Is DBMS-enforced RI a best practice?
While the above might indicate that DBMS-enforced RI is a best practice, there are additional issues that must be addressed when implementing it. These include:
- Data environment
- While it is common to implement RI in operational data, many data warehouse implementations do not use it at all. This is because data inserted to the data warehouse is presumed to be already validated.
- Some databases are created in order to maintain copies of all or most of another database. There are several versions of this: examples include data replication and publish/subscribe applications. These target databases may receive copies of data in haphazard fashion; as a consequence, at any particular moment they may not be consistent. For example, suppose we are replicating customer and order information from database A to database B. When all data is finally received then database B is consistent; however, there may be moments when orders have arrived a few instants prior to their corresponding customers.
- Code tables
- Code tables contain data typically used as abbreviations in other tables. One example is U.S. state code abbreviations. It would be possible to implement RI such that the code table is the parent and tables containing the code column are defined as child tables; however, this is rarely done. By their nature, code tables rarely experience row deletions. In addition, it is common for applications to use code tables for data validation. For example, an application inserting a customer address might use a U.S. state code table to populate a pull-down list for an online user.

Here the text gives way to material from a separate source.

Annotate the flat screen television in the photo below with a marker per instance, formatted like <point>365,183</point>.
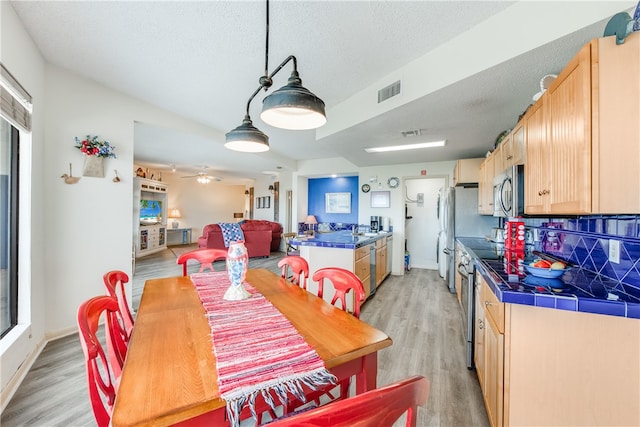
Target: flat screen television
<point>150,211</point>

Since the codes used in this fashion are valid, there is no need to use RI to enforce data consistency.
- Existing data and application logic
- Some existing databases and applications may have already implemented application-enforced RI. In this case, implementing DBMS-enforced RI would not only be redundant but potentially wasteful of resources.
How do we mitigate the disadvantages of DBMS-enforced RI?

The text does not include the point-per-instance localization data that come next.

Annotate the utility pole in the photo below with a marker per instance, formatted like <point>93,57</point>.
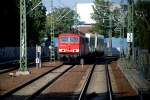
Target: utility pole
<point>23,40</point>
<point>130,27</point>
<point>52,48</point>
<point>110,30</point>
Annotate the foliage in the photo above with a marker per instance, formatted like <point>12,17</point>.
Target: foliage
<point>142,24</point>
<point>62,18</point>
<point>102,11</point>
<point>100,16</point>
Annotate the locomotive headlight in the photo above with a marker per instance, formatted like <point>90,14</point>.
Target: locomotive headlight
<point>75,50</point>
<point>61,50</point>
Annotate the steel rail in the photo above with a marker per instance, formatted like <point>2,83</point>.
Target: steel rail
<point>85,86</point>
<point>27,83</point>
<point>37,93</point>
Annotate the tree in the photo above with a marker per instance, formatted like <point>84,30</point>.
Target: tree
<point>62,18</point>
<point>142,24</point>
<point>102,10</point>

In the current version of DB2 for z/OS (Version 8) there is a parameter in RI definition that the DBA can use to ease the restrictions noted above. Here is a typical RI definition example:
... CREATE TABLE ORDER ... FOREIGN KEY Customer_Number REFERENCES CUSTOMER ON DELETE CASCADE
This syntax reads as follows (I've removed other things like the column definitions for clarity): "Table ORDER contains a foreign key column called Customer_Number. The parent table is CUSTOMER. When a customer is deleted from the CUSTOMER table, delete all corresponding rows from the ORDER table."
Now, consider the following slight change:
... CREATE TABLE ORDER ... FOREIGN KEY Customer_Number REFERENCES CUSTOMER ON DELETE CASCADE NOT ENFORCED
This last parameter, "NOT ENFORCED", does several things:
- The RI relationship is still defined in the database, providing a centralized place for RI rule documentation;
- The DB2 REPORT RECOVERY utility will generate recovery information for the tables as parent and child;
- It allows data query and code tools to detect the RI relationship, permitting complete data model and table JOIN documentation, and so forth;
- It will not cause issues in data warehouse or replication environments.
Referential integrity is a property of business data. It manifests itself as business rules defining relationships between entities in a logical model. When a data architect transforms this logical model into a physical database model, they must decide how the RI will be enforced. The most common choices are application-enforced and DBMS-enforced.
DBMS-enforced referential integrity is a best practice. In cases where implementing RI this way may cause problems, DBAs can use the NOT ENFORCED option to ease restrictions.